For a spell, the Heliodoro was rocking and Míchel looked like a worried man on the sidelines. The stage was seemingly set for a grandstand finish from Tenerife (who still needed to score again given the away goals rule) and yet another play-off collapse from Girona.
However, this time, lady luck was on their side. With Tenerife pressing for a winner, the visitors broke through Sáiz who released Álex Baena into an advanced position on the right flank. With few players up in support, his cross was little more than hopeful, but it took a wicked deflection off Tenerife defender José León which diverted it past Juan Soriano in the home goal to put Girona 2-1 up.
As the visiting players celebrated in front of their fans in the corner of the pitch, plastic bottles began to fly in their direction, sparking a delay which only further served to suck the energy out of the home crowd. The cries of “Sí, se puede” that had reverberated around the old ground for much of the evening were no more and Girona must have sensed at that point it was going to be their night.
19 year old Arnau Martínez made sure of it, connecting with Aleix García’s free-kick on 80 minutes, to ensure that Girona had an advantage that even they couldn’t blow. They could finally rejoice and celebrate the end of a decade of play-off frustration when the Full-Time whistle sounded signaling their return to the top flight.
In truth, it’s fair to say not everybody will be pleased to see them. They are a Catalan club to their core and can count amongst their supporters the exiled Carles Puigdemont who led the push for the region’s independence from Spain in 2017. In some respects, the club are now more representative of the Catalan identity than the increasingly international FC Barcelona, and their return to the top flight won’t exactly be welcomed in sections of the Spanish media, not to mention more right-leaning fanbases across Spain.
There is also the ownership issue with the City Football Group their main shareholder, leading to accusations that their success is largely connected with their cosy relationship with the English champions.

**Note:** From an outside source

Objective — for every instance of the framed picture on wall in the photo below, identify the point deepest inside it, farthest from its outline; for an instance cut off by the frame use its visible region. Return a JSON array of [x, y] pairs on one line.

The extent of Manchester City’s involvement in their playing matters has been overplayed in truth with only a handful of youngsters swapping Manchester for Girona in recent years and few have been more than fringe players. However the presence of a perceived Premier League feeder club in LaLiga understandably doesn’t sit well in some quarters and it’s probably fair to say many in Spain would rather have seen Tenerife emerge victorious on Sunday night.
That’s not something that Michel or his players will be losing much sleep over though. It’s doubtful they’ll be getting much of that done on the long flight back to Catalunya in any case, but when the emotion of the evening finally subsides, there will be a real sense of satisfaction at the reward for their persistence and dedication over the past three years following their relegation in 2019.
Faced with such painful setbacks and the budget impact that is inevitable when clubs fail to quickly bounce back to the top flight, many were expecting Girona to slide back down towards what might be viewed as their natural standing on the Spanish football ladder, which would at the very best be in the bottom half of the Segunda División and has often been much lower.
Instead, they will be back in with the big boys for the 2022/23 campaign and having famously twice defeated Real Madrid during their first stint in LaLiga, they won’t fear anyone.